Um die theoretisch mögliche Festigkeit solcher Werkstoffe nutzen zu können, müssen die verstärkenden Zusätze möglichst gleichmäßig in das Leichtmetall eingelagert werden. Das ist mit pulvermetallurgischen Verfahren, bei denen die Verstärkungsmaterialien dem Metallpulver beigemengt werden, zwar möglich, die Kosten dieser Methode lassen jedoch nur spezielle Anwendungen wie Golfschläger oder Fahrräder in kleinen Stückzahlen zu. Preiswertere konventionelle Gußverfahren – heute mit Hilfe der numerischen Simulation zu ausgefeilten Hochtechnologien weiterentwickelt – liefern ebenfalls keine befriedigenden Ergebnisse, weil die beigefügten Partikel in der Schmelze rasch zusammenklumpen (Agglomeration). Dadurch verlieren sie den größten Teil ihrer verstärkenden Wirkung.

Um die Vorteile der Leichtmetall-Verbundwerkstoffe dennoch industriell nutzen zu können, haben sich Daimler-Benz, Fiat (Italien) und die französische Aerospatiale mit Herstellern und Verarbeitern von Leichtmetallen sowie mit verschiedenen Instituten der Rheinisch-Westfälischen Technischen Hochschule (RWTH) Aachen, dem Royal Institute of Technology in Stockholm (Schweden) und der Universität Leuven (Belgien) zu einem gemeinsamen Projekt, koordiniert von der Intospace GmbH in Hannover, zusammengefunden. Ziel des im vierten Rahmenprogramm der Europäischen Union geförderten Forschungsvorhabens ist es, einen besonders festen und steifen, zugleich aber auch ausreichend dehnbaren (duktilen) Werkstoff zu entwickeln, dessen Herstellung nicht mehr als 10 Mark je Kilogramm kosten soll. In nunmehr dreijähriger Zusammenarbeit haben die Beteiligten ein neuartiges Verfahren entwickelt, bei dem die verstärkenden Partikel, in diesem Fall aus Titanborid (TiB2), durch eine chemische Reaktion in der Schmelze selbst (in situ) erzeugt werden. Dabei verbindet sich das Titanborid so hervorragend mit dem flüssigen Aluminium, daß es nur noch geringfügig zur Agglomeration neigt und der Werkstoff nach dem Erstarren die gewünschten Eigenschaften aufweist.

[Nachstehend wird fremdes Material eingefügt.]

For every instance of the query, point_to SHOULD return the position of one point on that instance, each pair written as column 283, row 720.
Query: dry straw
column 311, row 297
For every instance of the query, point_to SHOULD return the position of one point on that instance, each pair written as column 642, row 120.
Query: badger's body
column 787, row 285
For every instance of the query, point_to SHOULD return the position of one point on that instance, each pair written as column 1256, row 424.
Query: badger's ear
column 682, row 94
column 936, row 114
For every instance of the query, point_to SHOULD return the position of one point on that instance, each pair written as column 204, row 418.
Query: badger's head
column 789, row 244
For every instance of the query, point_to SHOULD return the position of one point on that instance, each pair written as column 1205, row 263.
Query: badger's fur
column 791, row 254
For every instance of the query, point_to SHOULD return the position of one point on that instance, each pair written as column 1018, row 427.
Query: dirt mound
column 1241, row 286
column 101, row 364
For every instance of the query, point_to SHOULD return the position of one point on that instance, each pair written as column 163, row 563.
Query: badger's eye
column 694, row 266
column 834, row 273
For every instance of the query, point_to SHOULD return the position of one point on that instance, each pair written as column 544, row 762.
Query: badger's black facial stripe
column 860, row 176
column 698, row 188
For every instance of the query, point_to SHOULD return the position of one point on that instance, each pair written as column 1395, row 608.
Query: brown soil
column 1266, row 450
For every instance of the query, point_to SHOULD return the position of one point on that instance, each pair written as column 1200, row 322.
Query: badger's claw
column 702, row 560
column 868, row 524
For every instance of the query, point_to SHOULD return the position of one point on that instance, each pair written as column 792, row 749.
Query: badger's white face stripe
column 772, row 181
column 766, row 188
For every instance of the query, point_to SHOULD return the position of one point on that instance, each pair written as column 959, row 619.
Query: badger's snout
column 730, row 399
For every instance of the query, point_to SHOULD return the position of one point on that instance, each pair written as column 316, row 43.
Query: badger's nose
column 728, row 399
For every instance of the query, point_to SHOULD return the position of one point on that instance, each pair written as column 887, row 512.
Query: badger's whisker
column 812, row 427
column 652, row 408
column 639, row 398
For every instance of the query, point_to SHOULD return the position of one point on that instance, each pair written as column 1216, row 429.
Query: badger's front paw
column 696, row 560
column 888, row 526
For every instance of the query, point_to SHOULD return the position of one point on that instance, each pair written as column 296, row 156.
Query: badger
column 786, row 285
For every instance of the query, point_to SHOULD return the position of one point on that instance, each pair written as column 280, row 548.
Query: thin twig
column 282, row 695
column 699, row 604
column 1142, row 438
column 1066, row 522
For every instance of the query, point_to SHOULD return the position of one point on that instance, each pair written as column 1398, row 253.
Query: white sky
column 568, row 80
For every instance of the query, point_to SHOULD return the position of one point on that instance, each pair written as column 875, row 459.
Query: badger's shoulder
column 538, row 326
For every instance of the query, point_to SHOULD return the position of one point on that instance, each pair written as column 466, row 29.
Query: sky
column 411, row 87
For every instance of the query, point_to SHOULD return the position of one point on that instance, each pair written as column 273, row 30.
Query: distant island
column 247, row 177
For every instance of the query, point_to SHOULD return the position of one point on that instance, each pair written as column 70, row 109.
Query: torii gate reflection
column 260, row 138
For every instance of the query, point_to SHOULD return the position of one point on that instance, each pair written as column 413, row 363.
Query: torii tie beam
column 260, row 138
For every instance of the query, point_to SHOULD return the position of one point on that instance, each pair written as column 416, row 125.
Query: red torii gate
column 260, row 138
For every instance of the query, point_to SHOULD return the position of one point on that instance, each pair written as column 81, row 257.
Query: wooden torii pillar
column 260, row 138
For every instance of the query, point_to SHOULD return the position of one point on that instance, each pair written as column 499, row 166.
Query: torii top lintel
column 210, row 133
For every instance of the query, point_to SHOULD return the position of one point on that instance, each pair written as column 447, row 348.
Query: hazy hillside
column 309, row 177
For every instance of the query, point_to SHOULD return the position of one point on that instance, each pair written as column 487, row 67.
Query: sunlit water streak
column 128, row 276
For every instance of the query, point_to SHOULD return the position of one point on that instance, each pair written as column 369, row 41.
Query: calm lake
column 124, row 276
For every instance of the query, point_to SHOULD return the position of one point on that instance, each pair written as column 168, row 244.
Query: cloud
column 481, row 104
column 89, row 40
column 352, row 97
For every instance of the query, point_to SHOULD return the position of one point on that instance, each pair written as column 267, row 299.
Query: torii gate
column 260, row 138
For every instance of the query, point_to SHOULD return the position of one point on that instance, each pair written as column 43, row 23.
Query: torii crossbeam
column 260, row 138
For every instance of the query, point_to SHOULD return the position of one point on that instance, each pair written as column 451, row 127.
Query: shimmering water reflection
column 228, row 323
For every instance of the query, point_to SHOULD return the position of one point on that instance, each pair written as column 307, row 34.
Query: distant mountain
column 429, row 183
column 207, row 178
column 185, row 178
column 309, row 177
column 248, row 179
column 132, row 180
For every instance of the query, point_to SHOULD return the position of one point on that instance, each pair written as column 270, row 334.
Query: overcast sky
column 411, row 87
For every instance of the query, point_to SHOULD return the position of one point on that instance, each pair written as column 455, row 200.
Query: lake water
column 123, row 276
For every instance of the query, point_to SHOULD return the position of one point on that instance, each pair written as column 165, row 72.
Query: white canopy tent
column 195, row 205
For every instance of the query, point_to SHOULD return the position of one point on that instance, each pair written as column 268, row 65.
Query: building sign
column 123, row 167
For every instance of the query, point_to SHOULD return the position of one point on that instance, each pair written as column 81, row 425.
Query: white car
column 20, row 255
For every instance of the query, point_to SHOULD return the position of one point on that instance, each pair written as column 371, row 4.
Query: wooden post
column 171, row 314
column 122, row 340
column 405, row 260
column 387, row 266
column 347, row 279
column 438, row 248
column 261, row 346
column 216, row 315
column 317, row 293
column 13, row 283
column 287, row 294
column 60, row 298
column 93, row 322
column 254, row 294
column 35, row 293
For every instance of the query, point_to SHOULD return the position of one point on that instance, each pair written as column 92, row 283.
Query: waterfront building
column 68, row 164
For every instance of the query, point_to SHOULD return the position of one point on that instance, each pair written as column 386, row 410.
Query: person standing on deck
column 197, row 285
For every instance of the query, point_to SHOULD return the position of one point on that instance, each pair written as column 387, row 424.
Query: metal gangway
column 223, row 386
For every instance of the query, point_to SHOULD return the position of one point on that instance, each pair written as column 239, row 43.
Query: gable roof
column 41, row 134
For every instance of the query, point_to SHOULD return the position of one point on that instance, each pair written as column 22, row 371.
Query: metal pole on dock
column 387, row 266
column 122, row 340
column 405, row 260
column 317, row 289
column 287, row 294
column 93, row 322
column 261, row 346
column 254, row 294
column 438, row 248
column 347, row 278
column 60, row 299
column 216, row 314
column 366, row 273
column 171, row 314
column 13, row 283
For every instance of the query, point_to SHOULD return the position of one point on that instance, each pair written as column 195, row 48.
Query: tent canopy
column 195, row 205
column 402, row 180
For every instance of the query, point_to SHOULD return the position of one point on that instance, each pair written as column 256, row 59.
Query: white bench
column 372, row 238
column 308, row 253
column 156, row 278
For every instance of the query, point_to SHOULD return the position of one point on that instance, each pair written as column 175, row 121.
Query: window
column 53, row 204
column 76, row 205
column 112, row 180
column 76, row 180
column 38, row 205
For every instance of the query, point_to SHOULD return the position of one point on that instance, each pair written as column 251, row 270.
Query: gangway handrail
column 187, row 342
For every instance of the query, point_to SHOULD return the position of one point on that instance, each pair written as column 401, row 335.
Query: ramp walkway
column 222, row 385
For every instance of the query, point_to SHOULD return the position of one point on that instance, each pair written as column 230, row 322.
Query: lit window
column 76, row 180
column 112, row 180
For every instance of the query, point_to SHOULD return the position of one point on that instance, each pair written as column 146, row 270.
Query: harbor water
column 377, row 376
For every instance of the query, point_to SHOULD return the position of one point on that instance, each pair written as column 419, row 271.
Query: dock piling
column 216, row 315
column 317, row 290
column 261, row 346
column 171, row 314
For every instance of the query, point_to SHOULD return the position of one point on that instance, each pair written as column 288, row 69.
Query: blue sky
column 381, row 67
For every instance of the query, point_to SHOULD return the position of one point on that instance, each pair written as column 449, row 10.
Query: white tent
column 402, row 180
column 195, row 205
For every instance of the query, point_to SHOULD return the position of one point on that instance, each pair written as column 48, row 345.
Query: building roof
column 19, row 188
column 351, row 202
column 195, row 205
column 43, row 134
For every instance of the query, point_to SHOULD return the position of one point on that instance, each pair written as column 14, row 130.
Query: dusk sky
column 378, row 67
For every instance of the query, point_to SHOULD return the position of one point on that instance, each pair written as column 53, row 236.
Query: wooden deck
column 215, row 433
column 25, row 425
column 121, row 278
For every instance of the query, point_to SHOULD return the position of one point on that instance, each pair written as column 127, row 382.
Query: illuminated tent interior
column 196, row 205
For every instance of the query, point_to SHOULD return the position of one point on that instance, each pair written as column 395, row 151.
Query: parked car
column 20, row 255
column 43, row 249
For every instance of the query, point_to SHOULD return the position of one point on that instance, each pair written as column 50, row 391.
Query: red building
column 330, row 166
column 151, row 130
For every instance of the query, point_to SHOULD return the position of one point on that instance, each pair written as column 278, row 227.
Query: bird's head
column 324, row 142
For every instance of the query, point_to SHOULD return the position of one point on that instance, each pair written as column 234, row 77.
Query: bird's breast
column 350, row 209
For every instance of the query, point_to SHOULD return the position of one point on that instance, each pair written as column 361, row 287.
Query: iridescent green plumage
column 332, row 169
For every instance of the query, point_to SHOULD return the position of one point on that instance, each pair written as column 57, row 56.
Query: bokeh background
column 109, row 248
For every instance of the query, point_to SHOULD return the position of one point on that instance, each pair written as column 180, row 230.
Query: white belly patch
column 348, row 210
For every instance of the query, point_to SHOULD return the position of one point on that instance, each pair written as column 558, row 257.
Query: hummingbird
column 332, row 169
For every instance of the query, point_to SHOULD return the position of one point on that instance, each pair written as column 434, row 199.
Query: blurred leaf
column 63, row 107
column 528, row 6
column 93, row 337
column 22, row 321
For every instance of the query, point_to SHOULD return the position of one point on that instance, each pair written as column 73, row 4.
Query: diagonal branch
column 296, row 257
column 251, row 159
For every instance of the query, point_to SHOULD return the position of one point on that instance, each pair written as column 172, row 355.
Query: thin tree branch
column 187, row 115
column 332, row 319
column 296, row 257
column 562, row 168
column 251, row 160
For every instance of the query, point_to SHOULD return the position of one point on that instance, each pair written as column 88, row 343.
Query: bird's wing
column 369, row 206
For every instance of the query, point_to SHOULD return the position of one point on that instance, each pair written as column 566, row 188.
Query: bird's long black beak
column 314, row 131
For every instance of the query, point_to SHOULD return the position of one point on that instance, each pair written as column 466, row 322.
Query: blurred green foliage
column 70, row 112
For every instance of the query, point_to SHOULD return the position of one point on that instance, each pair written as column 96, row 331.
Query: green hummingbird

Zunächst mußten die Forscher jedoch die Kinetik der Teilchenbildung und andere Mechanismen, die zur unerwünschten Agglomeration beitragen können, genau analysieren. Mit diesen Ergebnissen ist es dann gelungen, den Herstellungsprozeß zu optimieren und dabei zu verhindern, daß der Werkstoff porös wird. Wesentlich dazu beigetragen haben auch Experimente unter Schwerelosigkeit im Weltall, durchgeführt auf der russischen Raumstation Mir, auf einer Shuttle/SpaceHab-Mission und in Raketenflügen. Bei den im Weltraum herrschenden Bedingungen lassen sich vor allem Wärme- und Massetransport genauer verfolgen. Weitere Untersuchungen ergaben, daß die Titanborid-Partikel in der Schmelze dazu neigen, relativ instabile Netzwerke zu bilden, die durch Rühren der Schmelze aufgelöst und so weitgehend homogen verteilt werden können.

Normalerweise wird die Schmelze mit zunehmendem Anteil der Verstärkungspartikel immer zäher, weil diese zur Agglomeration tendieren. Die Forscher waren daher gezwungen, die gewünschten mechanischen Eigenschaften des Verbundwerkstoffes mit möglichst wenigen dieser Partikel zu erreichen. Mit dem neuen ISPRAM-Verfahren (für in situ processing of aluminium matrix composites, ISPRAM) können bis zu 10 Prozent Titanborid erzeugt werden. Im Vergleich zu Materialien mit eingerührten, rund 30 Mikrometer (tausendstel Millimeter) großen Teilchen aus Siliziumkarbid (SiC) oder Aluminiumoxid (Al2O3) mit einem Gehalt von etwa 15 Prozent weisen die in situ erzeugten Titanborid-Partikel lediglich einen Durchmesser von etwa 1 Mikrometer auf. Damit läßt sich die Festigkeit durch Dispersions-Härtung weiter steigern.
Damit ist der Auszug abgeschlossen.